Neuroscientist Gerald Edelman used these lines by poet Emily Dickinson to begin a discussion on consciousness in his book Wider than the Sky: The Phenomenal Gift of Consciousness. Edelman won the Nobel Prize in Medicine at the age of 43 for his work on the chemical structure of antibodies. As Edelman writes, his role as a scientist transforms into that of a poet. He strives to see the impact of the world on his spirit while teasing out the relations between the world and the brain. Poetry and science, in truth, are two sides of the same coin. They represent two manifestations of the fundamental urge to understand the natural world.

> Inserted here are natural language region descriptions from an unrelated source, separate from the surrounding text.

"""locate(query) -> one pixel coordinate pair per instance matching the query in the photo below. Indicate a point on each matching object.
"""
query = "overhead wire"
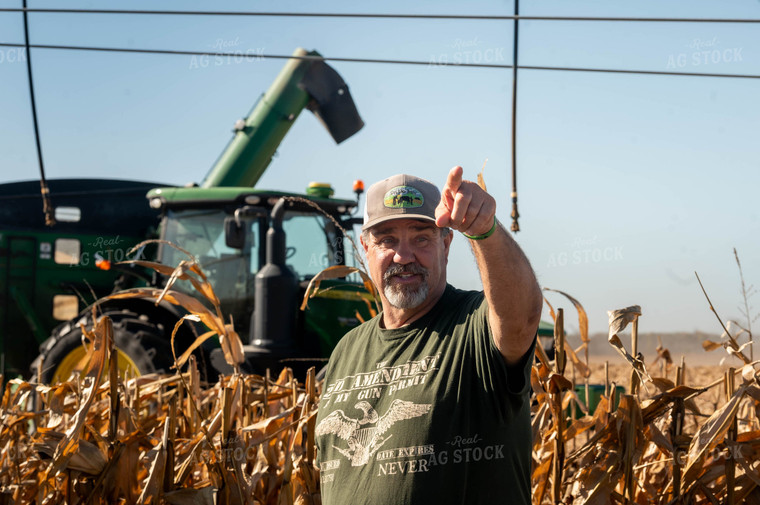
(261, 56)
(382, 15)
(258, 56)
(47, 207)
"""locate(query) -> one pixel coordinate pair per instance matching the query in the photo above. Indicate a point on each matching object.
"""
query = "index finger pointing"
(454, 180)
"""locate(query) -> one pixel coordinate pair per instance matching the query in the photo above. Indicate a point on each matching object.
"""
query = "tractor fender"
(142, 330)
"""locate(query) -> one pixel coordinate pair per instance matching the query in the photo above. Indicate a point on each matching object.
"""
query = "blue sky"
(627, 183)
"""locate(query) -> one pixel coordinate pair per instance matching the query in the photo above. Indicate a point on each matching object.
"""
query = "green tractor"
(259, 249)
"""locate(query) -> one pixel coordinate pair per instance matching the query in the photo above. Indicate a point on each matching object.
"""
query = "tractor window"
(201, 233)
(310, 243)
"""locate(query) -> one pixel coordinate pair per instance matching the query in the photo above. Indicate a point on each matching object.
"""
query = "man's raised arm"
(510, 286)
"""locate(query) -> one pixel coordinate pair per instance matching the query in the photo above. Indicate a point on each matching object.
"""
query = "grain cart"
(258, 247)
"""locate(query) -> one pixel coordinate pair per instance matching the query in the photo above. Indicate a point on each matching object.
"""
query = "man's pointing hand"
(465, 206)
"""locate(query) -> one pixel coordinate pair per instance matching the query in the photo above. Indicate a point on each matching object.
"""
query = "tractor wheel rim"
(76, 360)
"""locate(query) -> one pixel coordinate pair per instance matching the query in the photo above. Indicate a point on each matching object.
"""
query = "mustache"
(411, 268)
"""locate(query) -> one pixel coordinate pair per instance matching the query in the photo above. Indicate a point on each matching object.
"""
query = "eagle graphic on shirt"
(363, 442)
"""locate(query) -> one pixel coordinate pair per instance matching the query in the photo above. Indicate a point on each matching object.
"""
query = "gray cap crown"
(400, 197)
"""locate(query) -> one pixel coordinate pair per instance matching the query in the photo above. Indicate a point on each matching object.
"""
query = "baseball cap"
(400, 197)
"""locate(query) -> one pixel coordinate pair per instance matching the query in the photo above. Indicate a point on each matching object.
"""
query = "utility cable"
(258, 56)
(382, 16)
(515, 215)
(47, 208)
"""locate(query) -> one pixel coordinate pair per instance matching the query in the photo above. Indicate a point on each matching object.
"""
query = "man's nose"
(404, 253)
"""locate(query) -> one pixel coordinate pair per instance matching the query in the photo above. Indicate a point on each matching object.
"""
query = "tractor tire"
(143, 348)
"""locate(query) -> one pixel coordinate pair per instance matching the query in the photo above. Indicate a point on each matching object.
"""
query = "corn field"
(100, 438)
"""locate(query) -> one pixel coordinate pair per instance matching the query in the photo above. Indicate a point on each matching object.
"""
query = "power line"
(261, 56)
(47, 207)
(383, 16)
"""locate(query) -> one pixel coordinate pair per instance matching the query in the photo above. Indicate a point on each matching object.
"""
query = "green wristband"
(485, 235)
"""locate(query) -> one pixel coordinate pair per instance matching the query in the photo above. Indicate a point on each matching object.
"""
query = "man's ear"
(364, 244)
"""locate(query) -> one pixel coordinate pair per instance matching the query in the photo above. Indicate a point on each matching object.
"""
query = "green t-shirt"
(427, 413)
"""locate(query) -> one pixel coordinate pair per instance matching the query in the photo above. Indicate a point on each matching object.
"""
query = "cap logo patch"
(403, 197)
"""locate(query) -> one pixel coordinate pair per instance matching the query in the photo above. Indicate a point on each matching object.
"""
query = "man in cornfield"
(429, 401)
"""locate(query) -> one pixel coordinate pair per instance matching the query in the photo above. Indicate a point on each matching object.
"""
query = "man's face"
(407, 260)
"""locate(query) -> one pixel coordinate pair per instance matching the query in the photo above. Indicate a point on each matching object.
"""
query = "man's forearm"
(510, 286)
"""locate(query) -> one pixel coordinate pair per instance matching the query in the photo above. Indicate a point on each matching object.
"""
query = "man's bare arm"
(510, 286)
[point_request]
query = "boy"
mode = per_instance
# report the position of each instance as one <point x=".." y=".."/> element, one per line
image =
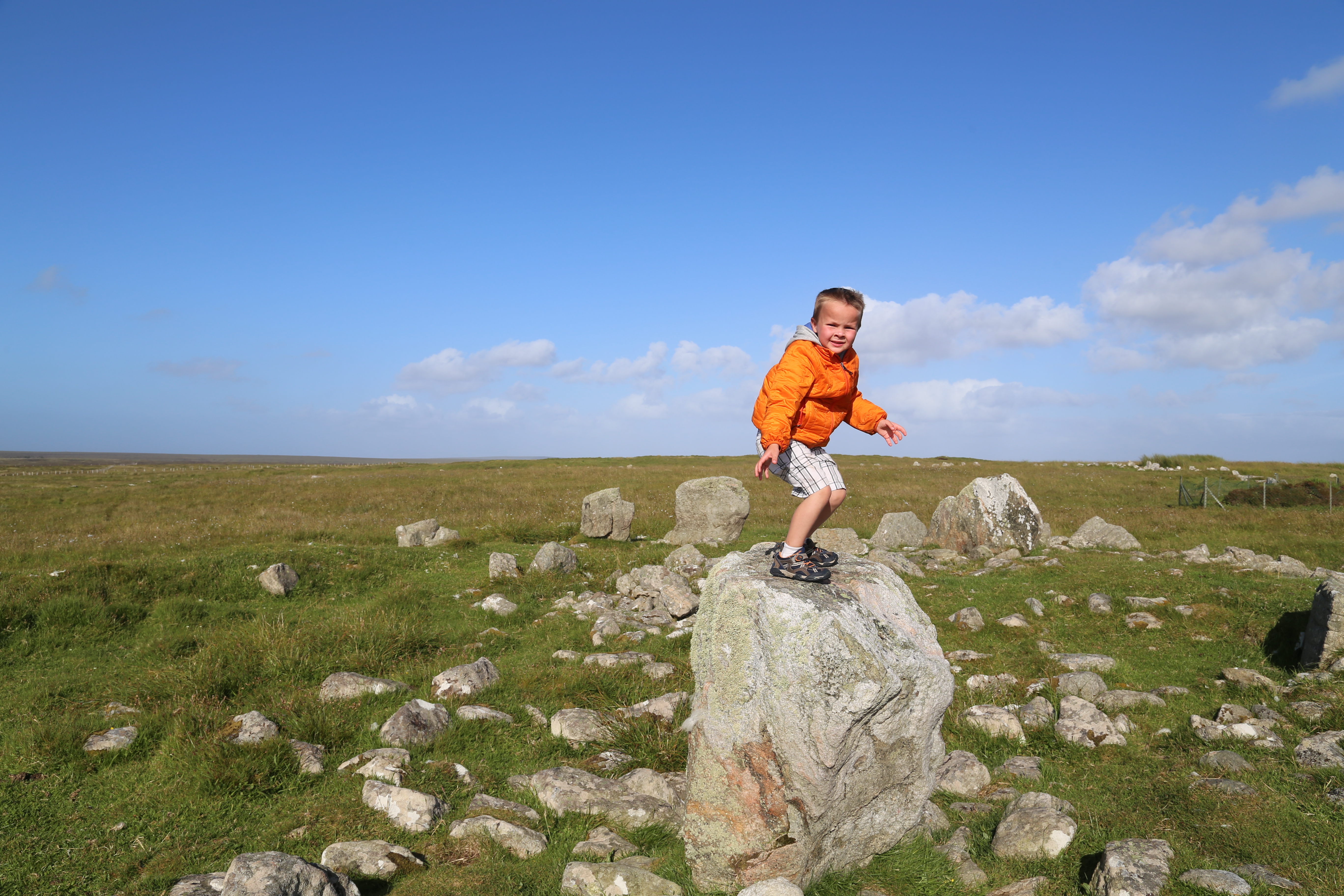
<point x="804" y="398"/>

In my senior year as an undergraduate student at Columbia University, I chose to take the course Grid, Fold, Crystal: Poetic Modeling taught by Professor Michael Golston for two reasons. The first reason was that I had missed taking English courses, something that was not included in my curriculum as an engineering student. The second reason was that the course sounded the most scientific among all the courses offered by the English and Comparative Literature department. In reality, I had no idea what the course title meant but was eager to find out. As I came to learn, Grid, Fold, Crystal: Poetic Modeling was an exploration of the intersections between poetry and science. Grid is a reference to “Grids” by Professor Rosalind Krauss, which argues that the grid led to the evolution of modern art.